Protein-coding gene in the species Homo sapiens

Chemokine-like factor (CKLF) is a member of the CKLF-like MARVEL transmembrane domain-containing family of proteins that in humans is encoded by the CKLF gene. This gene is located on band 22.1 in the long (i.e. "q") arm of chromosome 16.

== Isoforms ==
Through the process of alternative splicing, the CKLF gene encodes 4 CKLF protein isoforms, i.e. proteins made from different areas of the same gene.
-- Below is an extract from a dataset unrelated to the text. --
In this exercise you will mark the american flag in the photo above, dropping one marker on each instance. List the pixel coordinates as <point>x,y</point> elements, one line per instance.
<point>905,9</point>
These isoforms are 1) CKLF1 and CKLF3 proteins that consist of 99 and 67 amino acids, respectively, and are secreted from their parent cells and 2) CKLF2 (which is the full-length product of the CKLF gene) and CKLF4 proteins which consist of 152 and 120 amino acids, respectively, and are located in the membranes of their parent cells.

=== CKLF1 ===
CKLF1 is the first member of the CKLF-like MARVEL transmembrane domain-containing family of proteins to be defined and the most investigated of its four isoforms. Studies conducted in freshly isolated cells, cultured cells, animals, and tissue samples indicate that CKLF1 is a chemokine-like chemotactic factor that acts through the CCR4 receptors on human CD4+ Th2 lymphocytes, neutrophils, monocytes, macrophages, dendritic cells, and perhaps other CCR4-receptor bearing cells. Preliminary findings suggest that the actions of CKLF1 on these CCR4-bearing cells may contribute to the maturation of various tissues such as blood cells and skeletal muscle from their precursor cells and the regulation of allergic (e.g. asthma), autoimmune (e.g. rheumatoid arthritis and the antiphospholipid syndrome), and inflammatory (e.g. acute respiratory distress syndrome) disorders. Other studies have found that: 1) the benign fibrous skin tumor, keloids, had higher levels of CKLF1 and CKLF1 mRNA than nearby normal skin tissues; 2) CKLF1 levels were higher in ovarian carcinoma tissues than nearby normal ovary tissues and patients with higher levels of CKLF1 in their ovarian cancer tissues had a more aggressive cancer than patients with lover levels of the protein in their ovarian cancer tissues; and 3) the levels of CKLF1 protein were higher in cancerous than nearby normal liver tissues in patients with hepatocellular carcinoma (HCC) and patients with higher HCC tissue levels of CKLF1 had poorer overall survival times than patients with lower levels of this protein in their HCC tissues. These results suggest that high levels of CKLF1 promote the development and/or progression of these three neoplasms although further studies are required to further define these relationships and to determine if CKLF1 can be used as a marker for their severity and/or a therapeutic target for treating them.

=== CKLF2–4 ===
Relative little is known about the normal functions and pathological actions of the CKLF2, CKLF3, and CKLF4 isoforms.